Halli le lanzó una mirada desdeñosa.
—¿Quién de aquí es un Sveinsson? Yo seré Svein.
Ketil, Sturla y Kugi, el jovencito bizco que limpiaba la pocilga, fueron elegidos para hacer de trows. Se les dieron hoces rotas para que las usaran de garras hirientes. Halli y los héroes robaron unos cubos oxidados de la herrería para que les sirvieran de cascos; como espadas usaron ramas de madera sacadas del establo. La gran batalla se libró sobre los restos de un trozo del muro de los trows que estaba medio derrumbado: entre piedras antiguas, cubiertas de moho y hierba. Los héroes se apostaron sobre la roca y lanzaron comentarios sabios y desafiantes. La horda de trows irrumpió desde abajo entre gritos y bramidos. Los pájaros huyeron de los tejados del Clan de Svein; las vacas de los campos se sobresaltaron. Las mujeres que trabajaban curtiendo pieles maldijeron e hicieron gestos de enfado. Una nube de puños y palos envolvió la batalla.
Leif Sveinsson se acercó a grandes zancadas desde el patio, con la capa al viento. Observó la lucha con mirada aviesa. Al cabo de unos momentos se detectó su presencia y la batalla se calmó de forma abrupta.

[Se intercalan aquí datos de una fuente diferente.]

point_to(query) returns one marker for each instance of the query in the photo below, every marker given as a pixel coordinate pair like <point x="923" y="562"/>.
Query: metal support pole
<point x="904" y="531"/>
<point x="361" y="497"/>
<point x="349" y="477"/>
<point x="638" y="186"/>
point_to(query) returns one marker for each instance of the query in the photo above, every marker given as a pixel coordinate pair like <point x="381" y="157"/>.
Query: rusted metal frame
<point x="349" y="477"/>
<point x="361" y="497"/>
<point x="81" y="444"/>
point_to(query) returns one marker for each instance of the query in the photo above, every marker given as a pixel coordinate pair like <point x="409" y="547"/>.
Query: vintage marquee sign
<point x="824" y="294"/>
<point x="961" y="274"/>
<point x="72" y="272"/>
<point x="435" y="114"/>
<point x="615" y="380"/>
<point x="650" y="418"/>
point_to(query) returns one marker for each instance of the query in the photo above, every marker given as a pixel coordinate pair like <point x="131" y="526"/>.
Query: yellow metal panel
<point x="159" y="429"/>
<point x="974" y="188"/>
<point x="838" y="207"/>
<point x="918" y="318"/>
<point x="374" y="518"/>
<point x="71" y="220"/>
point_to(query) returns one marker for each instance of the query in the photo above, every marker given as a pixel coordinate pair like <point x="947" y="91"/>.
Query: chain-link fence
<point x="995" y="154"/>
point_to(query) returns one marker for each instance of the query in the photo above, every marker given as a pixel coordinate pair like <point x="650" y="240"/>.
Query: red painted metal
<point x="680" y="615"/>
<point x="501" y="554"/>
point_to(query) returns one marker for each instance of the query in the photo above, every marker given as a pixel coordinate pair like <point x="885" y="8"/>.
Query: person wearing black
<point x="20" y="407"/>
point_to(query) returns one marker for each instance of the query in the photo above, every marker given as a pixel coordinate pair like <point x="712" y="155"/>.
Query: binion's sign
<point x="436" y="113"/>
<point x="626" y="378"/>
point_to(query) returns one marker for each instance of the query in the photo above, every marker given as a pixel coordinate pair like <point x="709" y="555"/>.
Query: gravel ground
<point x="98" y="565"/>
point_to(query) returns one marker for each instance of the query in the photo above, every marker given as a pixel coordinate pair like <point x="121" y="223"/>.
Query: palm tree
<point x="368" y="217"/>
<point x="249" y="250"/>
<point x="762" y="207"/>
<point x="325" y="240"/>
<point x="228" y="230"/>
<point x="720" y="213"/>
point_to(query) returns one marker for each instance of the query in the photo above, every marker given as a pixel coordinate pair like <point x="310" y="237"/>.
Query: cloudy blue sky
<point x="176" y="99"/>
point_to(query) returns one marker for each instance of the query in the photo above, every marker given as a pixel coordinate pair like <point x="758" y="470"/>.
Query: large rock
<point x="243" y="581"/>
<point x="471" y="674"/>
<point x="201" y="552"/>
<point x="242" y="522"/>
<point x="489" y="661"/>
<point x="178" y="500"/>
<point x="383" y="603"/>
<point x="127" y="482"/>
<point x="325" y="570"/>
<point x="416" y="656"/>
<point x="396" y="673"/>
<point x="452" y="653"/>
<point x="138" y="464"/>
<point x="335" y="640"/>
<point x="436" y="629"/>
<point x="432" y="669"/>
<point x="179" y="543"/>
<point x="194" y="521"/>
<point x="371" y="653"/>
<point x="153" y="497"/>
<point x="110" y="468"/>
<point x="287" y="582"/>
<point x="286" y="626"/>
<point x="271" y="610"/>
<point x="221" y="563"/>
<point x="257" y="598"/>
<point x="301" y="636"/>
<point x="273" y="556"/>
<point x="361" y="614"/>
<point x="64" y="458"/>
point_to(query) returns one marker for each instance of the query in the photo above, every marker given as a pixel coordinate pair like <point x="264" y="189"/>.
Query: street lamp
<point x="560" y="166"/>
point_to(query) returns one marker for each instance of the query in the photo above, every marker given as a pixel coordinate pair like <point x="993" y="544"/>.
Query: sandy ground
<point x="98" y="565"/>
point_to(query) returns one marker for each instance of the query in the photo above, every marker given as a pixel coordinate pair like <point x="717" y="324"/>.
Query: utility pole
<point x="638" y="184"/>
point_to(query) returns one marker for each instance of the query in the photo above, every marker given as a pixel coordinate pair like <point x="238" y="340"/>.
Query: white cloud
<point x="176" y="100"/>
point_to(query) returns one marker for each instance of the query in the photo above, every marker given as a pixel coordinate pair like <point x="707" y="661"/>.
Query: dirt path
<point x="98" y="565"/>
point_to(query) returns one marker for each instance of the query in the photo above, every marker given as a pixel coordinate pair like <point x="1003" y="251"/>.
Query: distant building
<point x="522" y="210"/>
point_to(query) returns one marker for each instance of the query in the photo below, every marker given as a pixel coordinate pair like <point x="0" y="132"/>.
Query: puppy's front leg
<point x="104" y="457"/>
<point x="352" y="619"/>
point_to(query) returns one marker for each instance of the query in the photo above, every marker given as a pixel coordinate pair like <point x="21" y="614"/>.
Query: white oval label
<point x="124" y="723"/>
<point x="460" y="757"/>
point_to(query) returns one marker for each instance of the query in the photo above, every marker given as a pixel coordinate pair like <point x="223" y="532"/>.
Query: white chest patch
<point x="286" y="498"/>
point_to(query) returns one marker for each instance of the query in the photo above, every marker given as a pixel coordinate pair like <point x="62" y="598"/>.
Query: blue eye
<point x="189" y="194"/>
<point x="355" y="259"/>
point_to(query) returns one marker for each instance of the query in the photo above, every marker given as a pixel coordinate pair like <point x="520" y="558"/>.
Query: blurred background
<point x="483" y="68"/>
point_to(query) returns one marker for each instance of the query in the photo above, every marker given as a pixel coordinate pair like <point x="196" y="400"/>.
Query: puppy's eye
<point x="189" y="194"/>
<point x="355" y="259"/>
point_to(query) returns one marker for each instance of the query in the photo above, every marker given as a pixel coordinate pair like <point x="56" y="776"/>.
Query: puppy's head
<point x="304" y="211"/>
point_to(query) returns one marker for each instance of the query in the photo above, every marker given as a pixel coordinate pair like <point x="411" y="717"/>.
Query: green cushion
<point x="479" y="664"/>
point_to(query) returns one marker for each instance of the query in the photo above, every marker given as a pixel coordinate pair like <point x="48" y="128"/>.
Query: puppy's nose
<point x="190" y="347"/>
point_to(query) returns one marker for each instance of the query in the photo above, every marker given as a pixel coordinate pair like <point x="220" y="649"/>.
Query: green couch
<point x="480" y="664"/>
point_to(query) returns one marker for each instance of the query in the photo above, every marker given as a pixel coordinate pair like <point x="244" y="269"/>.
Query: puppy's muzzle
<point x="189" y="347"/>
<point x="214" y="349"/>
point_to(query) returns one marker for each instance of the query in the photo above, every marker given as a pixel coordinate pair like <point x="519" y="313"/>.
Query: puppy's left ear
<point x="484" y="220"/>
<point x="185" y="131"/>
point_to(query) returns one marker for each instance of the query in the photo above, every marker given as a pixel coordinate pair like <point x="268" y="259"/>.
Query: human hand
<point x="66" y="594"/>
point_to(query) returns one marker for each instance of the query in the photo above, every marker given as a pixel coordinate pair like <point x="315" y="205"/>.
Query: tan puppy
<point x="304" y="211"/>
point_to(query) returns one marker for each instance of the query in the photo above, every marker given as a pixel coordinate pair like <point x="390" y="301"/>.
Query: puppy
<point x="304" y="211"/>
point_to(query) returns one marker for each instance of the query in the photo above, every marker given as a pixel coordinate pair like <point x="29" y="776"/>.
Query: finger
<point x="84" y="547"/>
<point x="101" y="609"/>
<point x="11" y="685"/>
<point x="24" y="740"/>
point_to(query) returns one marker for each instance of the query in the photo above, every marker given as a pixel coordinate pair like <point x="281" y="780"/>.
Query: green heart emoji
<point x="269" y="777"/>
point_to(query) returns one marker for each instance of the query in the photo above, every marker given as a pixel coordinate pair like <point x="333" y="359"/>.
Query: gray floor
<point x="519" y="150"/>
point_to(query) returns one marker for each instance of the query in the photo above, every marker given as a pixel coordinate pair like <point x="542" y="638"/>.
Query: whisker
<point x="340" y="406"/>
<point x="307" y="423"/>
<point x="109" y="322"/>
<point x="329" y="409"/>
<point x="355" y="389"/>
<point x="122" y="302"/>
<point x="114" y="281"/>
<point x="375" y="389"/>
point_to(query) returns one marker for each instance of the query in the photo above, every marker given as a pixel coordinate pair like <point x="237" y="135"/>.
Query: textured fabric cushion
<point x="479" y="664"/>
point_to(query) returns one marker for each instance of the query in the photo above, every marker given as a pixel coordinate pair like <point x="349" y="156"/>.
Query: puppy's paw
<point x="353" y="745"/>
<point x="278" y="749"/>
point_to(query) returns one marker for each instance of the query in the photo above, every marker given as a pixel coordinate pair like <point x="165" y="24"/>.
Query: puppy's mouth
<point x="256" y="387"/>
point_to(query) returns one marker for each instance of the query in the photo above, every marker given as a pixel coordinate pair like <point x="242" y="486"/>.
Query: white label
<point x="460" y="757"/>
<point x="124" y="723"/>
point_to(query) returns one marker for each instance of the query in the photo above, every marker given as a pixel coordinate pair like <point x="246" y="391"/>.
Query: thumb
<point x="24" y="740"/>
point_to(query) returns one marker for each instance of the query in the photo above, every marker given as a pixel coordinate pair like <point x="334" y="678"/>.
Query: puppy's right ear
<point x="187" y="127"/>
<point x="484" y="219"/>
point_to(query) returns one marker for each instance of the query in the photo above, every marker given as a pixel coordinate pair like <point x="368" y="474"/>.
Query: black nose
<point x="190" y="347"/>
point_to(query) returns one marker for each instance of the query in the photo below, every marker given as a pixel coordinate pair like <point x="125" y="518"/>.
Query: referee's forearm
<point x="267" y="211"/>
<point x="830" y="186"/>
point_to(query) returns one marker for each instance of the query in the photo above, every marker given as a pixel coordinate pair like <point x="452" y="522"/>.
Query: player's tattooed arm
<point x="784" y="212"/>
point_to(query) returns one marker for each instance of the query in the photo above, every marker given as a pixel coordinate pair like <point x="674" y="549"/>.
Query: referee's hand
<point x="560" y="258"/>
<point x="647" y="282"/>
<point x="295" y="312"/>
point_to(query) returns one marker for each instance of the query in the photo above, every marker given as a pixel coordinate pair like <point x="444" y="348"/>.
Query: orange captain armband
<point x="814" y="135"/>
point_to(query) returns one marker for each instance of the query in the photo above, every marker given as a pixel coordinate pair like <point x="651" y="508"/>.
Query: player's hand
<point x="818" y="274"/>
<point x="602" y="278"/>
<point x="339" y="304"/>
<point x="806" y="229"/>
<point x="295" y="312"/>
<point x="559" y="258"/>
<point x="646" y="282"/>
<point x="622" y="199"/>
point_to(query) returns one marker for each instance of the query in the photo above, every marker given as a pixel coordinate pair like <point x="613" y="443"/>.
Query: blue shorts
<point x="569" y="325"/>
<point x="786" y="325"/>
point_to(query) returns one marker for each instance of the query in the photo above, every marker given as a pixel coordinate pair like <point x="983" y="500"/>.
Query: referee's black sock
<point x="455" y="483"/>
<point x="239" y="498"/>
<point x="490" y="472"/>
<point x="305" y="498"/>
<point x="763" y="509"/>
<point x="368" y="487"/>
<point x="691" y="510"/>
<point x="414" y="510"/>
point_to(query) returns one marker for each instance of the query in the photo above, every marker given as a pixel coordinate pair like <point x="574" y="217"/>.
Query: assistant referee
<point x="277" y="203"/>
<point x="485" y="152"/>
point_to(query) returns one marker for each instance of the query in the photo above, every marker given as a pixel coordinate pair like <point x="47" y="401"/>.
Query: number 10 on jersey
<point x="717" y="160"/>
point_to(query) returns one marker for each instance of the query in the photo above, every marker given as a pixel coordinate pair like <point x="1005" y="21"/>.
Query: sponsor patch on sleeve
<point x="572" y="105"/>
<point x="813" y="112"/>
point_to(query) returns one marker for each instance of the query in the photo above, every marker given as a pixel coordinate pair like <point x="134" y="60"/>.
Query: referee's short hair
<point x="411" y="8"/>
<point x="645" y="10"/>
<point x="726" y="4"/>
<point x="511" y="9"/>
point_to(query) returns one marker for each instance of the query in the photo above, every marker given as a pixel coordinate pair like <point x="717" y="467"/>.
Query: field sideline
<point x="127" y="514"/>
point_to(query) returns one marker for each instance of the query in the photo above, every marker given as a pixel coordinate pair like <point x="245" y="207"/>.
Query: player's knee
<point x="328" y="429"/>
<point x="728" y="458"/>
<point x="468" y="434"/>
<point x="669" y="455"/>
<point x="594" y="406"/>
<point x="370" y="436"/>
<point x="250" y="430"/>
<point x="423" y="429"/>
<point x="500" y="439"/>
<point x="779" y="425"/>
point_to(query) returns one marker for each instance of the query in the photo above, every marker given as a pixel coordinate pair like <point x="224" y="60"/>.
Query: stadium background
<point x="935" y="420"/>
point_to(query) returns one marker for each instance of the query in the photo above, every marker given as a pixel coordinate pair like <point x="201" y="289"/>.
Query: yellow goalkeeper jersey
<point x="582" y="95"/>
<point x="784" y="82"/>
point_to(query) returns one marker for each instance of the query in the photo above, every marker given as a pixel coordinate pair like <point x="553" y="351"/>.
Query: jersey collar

Se oyeron algunos gemidos de decepción, y luego se hizo el silencio.
—¡Menudo espectáculo! —dijo Leif despacio—. La Asamblea está a punto de empezar, y aquí estáis, hatajo de pillastres, ¡jugando como perros en una montaña de huesos! Eyjolf y yo tenemos un centenar de tareas para asignaros antes de que anochezca. Si no os ponéis a ellas, os encerraré en el trastero durante toda la feria.
Leif contaba dieciocho años, era un hombre grande, corpulento y de cuello grueso. Cuando quería dar miedo solía bajar la cabeza, como si fuera un toro, y miraba con mala cara por debajo de las cejas, como si el autocontrol fuera lo único que le impedía actuar con súbita y atroz pasión. Los chavales le miraron taciturnos y avergonzados.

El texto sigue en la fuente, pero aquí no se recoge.